The Elder Scrolls V: Skyrim is an amazing role-playing game, but it sometimes lacks cohesiveness in its storytelling. Killing dragons and consuming their souls in effort to thwart an all-out fire (or ice) lizard takeover is a fine premise for an epic adventure, but I often found myself ignoring the main story in favor of rooting out dangerous enchanted artifacts and exploring Dwarven ruins.

That isn’t to say that Skyrim is boring. If it was, I wouldn’t have logged nearly 200 hours playing the game. It’s just that Skyrim’s main quest doesn’t have a real sense of urgency. Sure, you can work diligently to uncover why all the long-dead dragons are coming back, but you have very little incentive to see this plotline through the moment you stumble across a talking dog who wants you to help his demonic master.

Dawnguard, the first piece of downloadable content for Skyrim, takes a different approach to storytelling than the main game. Harkon, a powerful vampire lord, wants to find a set of Elder Scrolls and use its power to end the tyranny of the sun. Since the Dragonborn is Skyrim’s resident hunter of baddies who want to change the world to suit themselves, you can join the Dawnguard guild of vampire hunters.

Or, if you’re feeling particularly evil, you can sign up with the vampires.

Either way, terrible, sun-ending villainy is going down, and you’re caught in the middle.


A sense of urgency
Perhaps it’s because the DLC revolves around a clearly stated premise, but the related quests simply feel much more connected and important than many in the main storyline. When your character reaches level 10, guards and townsfolk throughout Skyrim will make mention of people assembling a Dawnguard, or group of vampire slayers. The hunters will take just about anyone who wants to join, so you can travel to a hidden keep outside Riften to trigger the related quests.

Quickly, you find out that a powerful clan of vampires is growing increasingly more active and that the Dawnguard might be the only defense against whatever it’s planning.

What Dawnguard does particularly well is tying itself into the rest of the world by adding new threads to existing side quests. Unlocking items and conversations pertaining to the new content often means exploring easily overlooked dungeons already in Skyrim. This gives the threat against the sun a much larger presence and fleshes out a few odd-ball missions that felt a bit rushed before.

Everything simply feels connected, and a sense of urgency rises from wanting to see how the origin of the blind snow elves, vampires, and a Daedric Prince are all involved in the threat against sunlight.
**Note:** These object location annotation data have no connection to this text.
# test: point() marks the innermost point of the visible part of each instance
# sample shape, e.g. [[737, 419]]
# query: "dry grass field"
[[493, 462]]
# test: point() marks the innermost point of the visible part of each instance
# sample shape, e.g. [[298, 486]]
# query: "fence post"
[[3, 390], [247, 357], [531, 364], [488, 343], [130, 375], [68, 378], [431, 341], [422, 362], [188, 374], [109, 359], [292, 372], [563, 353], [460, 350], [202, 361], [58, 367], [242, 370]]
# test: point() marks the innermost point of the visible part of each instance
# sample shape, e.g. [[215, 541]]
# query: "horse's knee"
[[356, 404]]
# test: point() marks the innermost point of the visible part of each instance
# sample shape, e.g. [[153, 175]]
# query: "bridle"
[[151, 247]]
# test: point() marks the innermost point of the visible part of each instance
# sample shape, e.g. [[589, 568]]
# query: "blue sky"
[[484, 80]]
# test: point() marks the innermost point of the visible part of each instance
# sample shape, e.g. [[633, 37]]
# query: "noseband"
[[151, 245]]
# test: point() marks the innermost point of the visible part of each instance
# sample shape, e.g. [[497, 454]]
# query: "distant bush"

Vampire and werewolf perks
Before Dawnguard, contracting lycanthropy or sanguinare vampiris was often more of an annoyance than a potentially useful gameplay mechanic. As a vampire, the longer you go without feeding on humans, the more horrifying you look. While you also get more powerful, advanced vampirism turns pretty much everyone hostile when they see you. Being a werewolf comes with the awesome bonus of turning into a massive killing machine, but it also takes away any bonuses you get from sleeping and can only be activated once a day.

Dawnguard introduces a new perk system that rewards you for using your monster powers and allows for modest customization. As you claw and feast your way through opponents, you’ll unlock skill points to use in a separate perks tree. If you follow the new Vampire Lord ability also added in  Dawnguard, you gain the power to turn into a hulking half-bat creature capable of using blood magic.

Having a separate perk tree is great for players who might have maxed out their character’s experience level (Skyrim’s semi-cap is still at 50) or others who are just looking for a new set of skills to work with. You can only access to the new system if you are a werewolf or vampire and turn into your alternate form. Right now, the only way to become a vampire lord is to follow a related quest in Dawnguard — much like how completing a few companion missions grants you access to lycanthropy.